語り終えたヤマッチさんの額にはびっしりと汗が滲んでいた。その恐怖に満ちた表情とは対照的に、私の心は高揚していた。


「……ありがとうございました。この『クロコ』の話、実に興味深い。是非ともチャンネルで、真相を追わせていただきます」


そう締めくくり、カメラの録画を停止した。 手応えは十分すぎる。これは、間違いなく「当たる」。


インタビューのインパクトがこれだけ強ければ、仮に現地ルポが空振りに終わったとしても問題ない。恐怖に歪むヤマッチさんの顔と友人たちの悲惨な末路。それだけで1本の動画として十分に成立する。私の頭の中では、すでにサムネイルに載せる刺激的なキャッチコピーまで浮かび始めていた。

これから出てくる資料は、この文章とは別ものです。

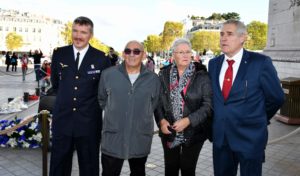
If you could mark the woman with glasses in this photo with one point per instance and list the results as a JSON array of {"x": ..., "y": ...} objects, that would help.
[{"x": 184, "y": 112}]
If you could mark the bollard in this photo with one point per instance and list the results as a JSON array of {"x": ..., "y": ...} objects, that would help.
[{"x": 44, "y": 114}]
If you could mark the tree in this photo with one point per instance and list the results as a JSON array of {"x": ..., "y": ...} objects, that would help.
[
  {"x": 67, "y": 33},
  {"x": 205, "y": 40},
  {"x": 153, "y": 43},
  {"x": 257, "y": 32},
  {"x": 231, "y": 15},
  {"x": 14, "y": 41},
  {"x": 172, "y": 30},
  {"x": 215, "y": 16}
]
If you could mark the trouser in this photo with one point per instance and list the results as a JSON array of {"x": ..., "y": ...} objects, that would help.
[
  {"x": 226, "y": 161},
  {"x": 14, "y": 67},
  {"x": 112, "y": 166},
  {"x": 62, "y": 149},
  {"x": 37, "y": 71},
  {"x": 181, "y": 158},
  {"x": 24, "y": 71},
  {"x": 7, "y": 67}
]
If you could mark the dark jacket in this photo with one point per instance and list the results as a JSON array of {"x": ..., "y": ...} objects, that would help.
[
  {"x": 128, "y": 118},
  {"x": 197, "y": 107}
]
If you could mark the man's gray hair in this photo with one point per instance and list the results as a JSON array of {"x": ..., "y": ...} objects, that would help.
[
  {"x": 179, "y": 42},
  {"x": 240, "y": 26},
  {"x": 84, "y": 21}
]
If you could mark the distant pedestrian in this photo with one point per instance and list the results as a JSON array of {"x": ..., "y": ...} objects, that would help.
[
  {"x": 150, "y": 63},
  {"x": 14, "y": 62},
  {"x": 37, "y": 62},
  {"x": 7, "y": 61},
  {"x": 24, "y": 62}
]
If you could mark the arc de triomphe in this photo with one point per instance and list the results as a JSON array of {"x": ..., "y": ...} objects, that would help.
[{"x": 283, "y": 44}]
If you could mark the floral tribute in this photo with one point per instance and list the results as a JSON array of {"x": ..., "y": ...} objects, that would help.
[{"x": 27, "y": 136}]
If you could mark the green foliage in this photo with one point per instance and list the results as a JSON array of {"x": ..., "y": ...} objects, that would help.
[
  {"x": 172, "y": 30},
  {"x": 67, "y": 33},
  {"x": 153, "y": 43},
  {"x": 257, "y": 35},
  {"x": 215, "y": 16},
  {"x": 231, "y": 15},
  {"x": 14, "y": 41},
  {"x": 206, "y": 40}
]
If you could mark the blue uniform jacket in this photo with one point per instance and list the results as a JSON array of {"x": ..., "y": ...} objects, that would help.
[{"x": 76, "y": 111}]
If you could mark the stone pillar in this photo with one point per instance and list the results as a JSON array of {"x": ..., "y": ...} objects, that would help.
[{"x": 283, "y": 44}]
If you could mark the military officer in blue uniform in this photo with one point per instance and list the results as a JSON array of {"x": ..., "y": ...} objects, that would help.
[{"x": 77, "y": 120}]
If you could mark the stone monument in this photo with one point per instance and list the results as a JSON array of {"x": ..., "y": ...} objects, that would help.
[{"x": 283, "y": 44}]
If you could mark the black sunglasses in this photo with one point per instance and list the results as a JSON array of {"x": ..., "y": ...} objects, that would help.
[{"x": 134, "y": 51}]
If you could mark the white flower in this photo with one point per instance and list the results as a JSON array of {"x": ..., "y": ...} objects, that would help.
[
  {"x": 21, "y": 132},
  {"x": 12, "y": 142},
  {"x": 25, "y": 145}
]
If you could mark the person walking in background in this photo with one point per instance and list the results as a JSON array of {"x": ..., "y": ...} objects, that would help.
[
  {"x": 247, "y": 94},
  {"x": 7, "y": 60},
  {"x": 77, "y": 121},
  {"x": 114, "y": 58},
  {"x": 184, "y": 112},
  {"x": 128, "y": 93},
  {"x": 14, "y": 62},
  {"x": 150, "y": 63},
  {"x": 37, "y": 55},
  {"x": 24, "y": 62},
  {"x": 45, "y": 74}
]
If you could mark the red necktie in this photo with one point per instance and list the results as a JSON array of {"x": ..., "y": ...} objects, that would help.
[{"x": 227, "y": 83}]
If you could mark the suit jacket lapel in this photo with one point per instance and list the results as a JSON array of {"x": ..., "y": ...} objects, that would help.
[
  {"x": 86, "y": 60},
  {"x": 241, "y": 72},
  {"x": 69, "y": 58},
  {"x": 218, "y": 70}
]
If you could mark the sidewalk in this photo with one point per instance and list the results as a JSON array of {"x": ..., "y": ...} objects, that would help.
[{"x": 282, "y": 158}]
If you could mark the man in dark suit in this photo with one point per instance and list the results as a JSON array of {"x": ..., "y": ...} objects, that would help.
[
  {"x": 247, "y": 93},
  {"x": 77, "y": 120}
]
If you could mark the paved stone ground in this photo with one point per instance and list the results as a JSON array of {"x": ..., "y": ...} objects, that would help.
[{"x": 282, "y": 158}]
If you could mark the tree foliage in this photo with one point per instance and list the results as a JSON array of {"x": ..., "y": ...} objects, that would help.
[
  {"x": 67, "y": 33},
  {"x": 172, "y": 30},
  {"x": 231, "y": 15},
  {"x": 205, "y": 40},
  {"x": 224, "y": 16},
  {"x": 153, "y": 43},
  {"x": 257, "y": 35},
  {"x": 14, "y": 41}
]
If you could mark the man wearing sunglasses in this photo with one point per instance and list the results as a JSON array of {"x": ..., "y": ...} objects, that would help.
[{"x": 128, "y": 93}]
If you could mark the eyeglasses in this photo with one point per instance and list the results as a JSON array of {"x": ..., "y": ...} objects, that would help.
[
  {"x": 135, "y": 51},
  {"x": 183, "y": 52}
]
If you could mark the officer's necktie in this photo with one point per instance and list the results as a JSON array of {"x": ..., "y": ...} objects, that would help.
[
  {"x": 227, "y": 83},
  {"x": 77, "y": 60}
]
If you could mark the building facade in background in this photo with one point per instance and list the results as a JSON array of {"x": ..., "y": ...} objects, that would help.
[{"x": 37, "y": 31}]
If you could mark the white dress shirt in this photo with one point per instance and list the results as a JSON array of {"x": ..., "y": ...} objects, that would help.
[
  {"x": 237, "y": 60},
  {"x": 82, "y": 54}
]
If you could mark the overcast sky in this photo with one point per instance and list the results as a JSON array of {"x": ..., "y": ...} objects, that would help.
[{"x": 118, "y": 21}]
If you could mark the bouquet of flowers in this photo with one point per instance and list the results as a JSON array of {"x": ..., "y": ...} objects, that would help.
[{"x": 27, "y": 136}]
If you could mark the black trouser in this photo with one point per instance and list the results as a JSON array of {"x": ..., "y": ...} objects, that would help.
[
  {"x": 226, "y": 161},
  {"x": 181, "y": 158},
  {"x": 87, "y": 148},
  {"x": 112, "y": 166},
  {"x": 7, "y": 67}
]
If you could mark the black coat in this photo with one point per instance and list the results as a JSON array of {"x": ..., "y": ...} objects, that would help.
[
  {"x": 76, "y": 111},
  {"x": 197, "y": 107}
]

私は改めてヤマッチさんに礼を言い、出演料と交通費を封筒で手渡す。震える手でそれを受け取る彼から現地住所の詳細を再確認し、ビジネススマイルで送り出した。

ドアが閉まり、オフィスが再び静寂に包まれると、私はすぐさま次の準備に取りかかる。


体験談にあった「どこかへ運ばれた」という話。これは「後処理」だ。おそらく地元の人間が関わる寺か、あるいは旧家だろう。その辺りについて詳しい仕事仲間がいる。


私はスマートフォンを手に取り、『心霊研究家』のサトミさんへ短いメッセージを送った。 『ルポ動画での同伴依頼です。報酬は弾みます。』と。

すぐにサトミさんから良い返事が返ってきた。